Haven’t You People Learned Anything?

A simple principle of raising animals for slaughter is this one: You don’t name the future food.

Or at least, that’s what I’ve heard.

I hope a zombie eats all of you. And your friends.

So after writing about the third spin-off of The Walking Dead, the franchise that just won’t die, I guess it’s time to reveal the name of the food.

From the trades:

Scott M. Gimple, the AMC zombie franchise’s chief content officer and the flagship series’ former longtime showrunner, has officially announced a title for the third scripted series based in the world of the dead: The Walking Dead: World Beyond.

Apparently, dude announced it on his Instagram account, which actually tracks because all the young actors they cast in this thing, all look like the type of “stars” we mint as a society  now: Social media famous before they “pop” to the rest of us people out here who have lives outside our phones and our social accounts.

Well, I Lost That Bet. But, I’m Ok With It…

I don’t want to wait, for our lives to be over.
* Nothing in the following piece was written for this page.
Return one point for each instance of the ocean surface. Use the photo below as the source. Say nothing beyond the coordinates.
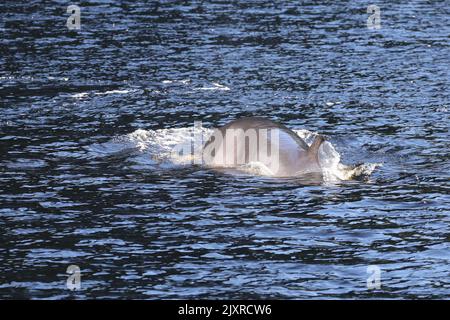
(89, 119)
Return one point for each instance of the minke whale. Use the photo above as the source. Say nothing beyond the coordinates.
(273, 147)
I want to know right now, how good it feels.

I remember writing that the name would be, to quote myself, “…called The Endlings, because, why the hell not after all of that?”

I lost that bet with myself—thanks Goblin fans, for your support by the way—and I’m not really weeping any tears of regret.
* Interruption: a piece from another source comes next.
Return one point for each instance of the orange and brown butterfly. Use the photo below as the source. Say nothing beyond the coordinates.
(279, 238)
After all, I’m not Werner Herzog and it isn’t like these kids would be clutching a Baby Yoda figure at the stylish, end of the apocalypse, for “the feels,” right?

Anyway.

AMC released a trailer, which is really just warmed-over footage that they already showed at New York Comic Con a few months ago when word of this abomination wafted forth from the halls of that sainted event.

I guess Julia Ormond needed a steady paycheck because I can’t figure out what she’s doing here in this:

No. I Still Don’t Need This in My Life

The Walking Dead: World Beyond will feature the following plot points:

She’s the only adult on this show. So she won’t make it past season one.
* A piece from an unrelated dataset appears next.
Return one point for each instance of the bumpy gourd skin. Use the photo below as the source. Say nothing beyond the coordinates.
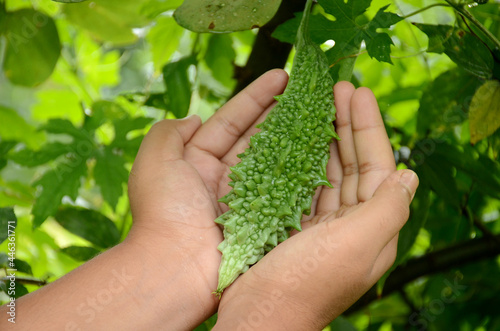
(275, 181)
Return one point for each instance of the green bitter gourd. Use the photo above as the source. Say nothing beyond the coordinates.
(274, 183)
In World Beyond, the universe of The Walking Dead opens up to focus on a group of young men, women, and children whose experience in the zombie apocalypse has been much less immediately dangerous than that of Daryl Dixon (Norman Reedus), Michonne (Danai Gurira) and the rest of the flagship characters.

And…

“They’ve grown up in the apocalypse,” Gimple said about the series during an appearance at New York Comic-Con earlier this year. “They’re aware of walkers. They haven’t interacted with them. They’ve been [living] beyond walls. That makes any journey they need to make incredibly dangerous. They are affected in different ways by what happened. They don’t remember much of a world without walkers. This is the normal world for them, but they’ve been apart from it. They’ve been in safety. There’s a quest aspect to this show. They’re going somewhere. They have to leave this place of safety to put themselves in a position where they have to fight for their survival and what they believe in. It’s a different kind of story in the world of The Walking Dead, and it introduces a new world.”

So, to translate that to non-Hollywood, real people speak: They will be born into a world not made for them, spend half their time complaining and acting arrogantly because they don’t know the lessons of the past—nor do they have any curiosity or care to learn them—and then they’ll relearn everything after a few of them don’t make it.

Great. It’s not a The Walking Dead spin-off, it’s a Twitter retrospective.

All it needs is the following scene and we can all go home:

The Walking Dead: The World Beyond premieres in Spring 2020.